Step 5: Bias Evaluation

def evaluate_length_bias(
    model: RewardModel,
    tokenizer: AutoTokenizer,
    prompts: list[str],
    device: str = "cpu",
) -> dict[str, float]:
    """Test whether the reward model has a length bias.

    Generates short and long versions of responses and checks if
    the model systematically prefers longer responses.

    Args:
        model: The trained reward model.
        tokenizer: HuggingFace tokenizer.
        prompts: List of test prompts.
        device: Device for inference.

    Returns:
        Dictionary with length bias metrics.
    """
    model.eval()
    prefers_longer = 0
    total = 0

    for prompt in prompts:
        short_response = f"{prompt}\n\nThis is a brief answer."
        long_response = (
            f"{prompt}\n\nThis is a much longer and more detailed answer "
            "that provides additional context, examples, and elaboration "
            "on the topic at hand. It covers multiple aspects and goes "
            "into significant depth."
        )

        short_enc = tokenizer(
            short_response, return_tensors="pt",
            truncation=True, max_length=512, padding="max_length",
        )
        long_enc = tokenizer(
            long_response, return_tensors="pt",
            truncation=True, max_length=512, padding="max_length",
        )

        with torch.no_grad():
            short_reward = model(
                short_enc["input_ids"].to(device),
                short_enc["attention_mask"].to(device),
            )
            long_reward = model(
                long_enc["input_ids"].to(device),
                long_enc["attention_mask"].to(device),
            )

        if long_reward.item() > short_reward.item():
            prefers_longer += 1
        total += 1

    return {
        "length_bias_rate": prefers_longer / total if total > 0 else 0.0,
        "total_tests": total,
    }

Step 6: Demonstration

if __name__ == "__main__":
    print("=" * 60)
    print("Case Study 1: Training a Reward Model")
    print("=" * 60)

    print(f"\nPreference pairs: {len(PREFERENCE_DATA)}")
    for i, pair in enumerate(PREFERENCE_DATA):
        print(f"  Pair {i}: {pair.prompt[:50]}...")

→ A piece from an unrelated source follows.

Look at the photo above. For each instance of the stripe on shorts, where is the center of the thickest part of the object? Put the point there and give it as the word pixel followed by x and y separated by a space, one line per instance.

    print("\nReward Model Architecture:")
    print("  Backbone: Pre-trained Transformer")
    print("  Output head: Linear(hidden_dim, 1)")
    print("  Loss: Bradley-Terry preference loss")
    print("  Loss = -log(sigma(r_chosen - r_rejected))")

    print("\nBias Evaluation Checks:")
    print("  1. Length bias: Does the model prefer longer responses?")
    print("  2. Sycophancy: Does it prefer agreeable responses?")
    print("  3. Accuracy: Does chosen always score higher than rejected?")

    print("\nTo train, run with a compatible GPU and model.")

Key Takeaways

  1. The reward model is the quality bottleneck of RLHF. Its biases and blind spots directly transfer to the aligned model. Careful evaluation for length bias, sycophancy, and calibration is essential.
  2. Bradley-Terry loss is equivalent to binary cross-entropy on the reward difference, making it straightforward to implement and optimize.
  3. Initializing from the SFT model ensures the reward model understands the same features as the policy, leading to more meaningful reward signals.
  4. Preference accuracy on held-out data should be 65-80%. Below 60% suggests noise-dominated data; above 85% suggests the task may be too easy or the data lacks diversity.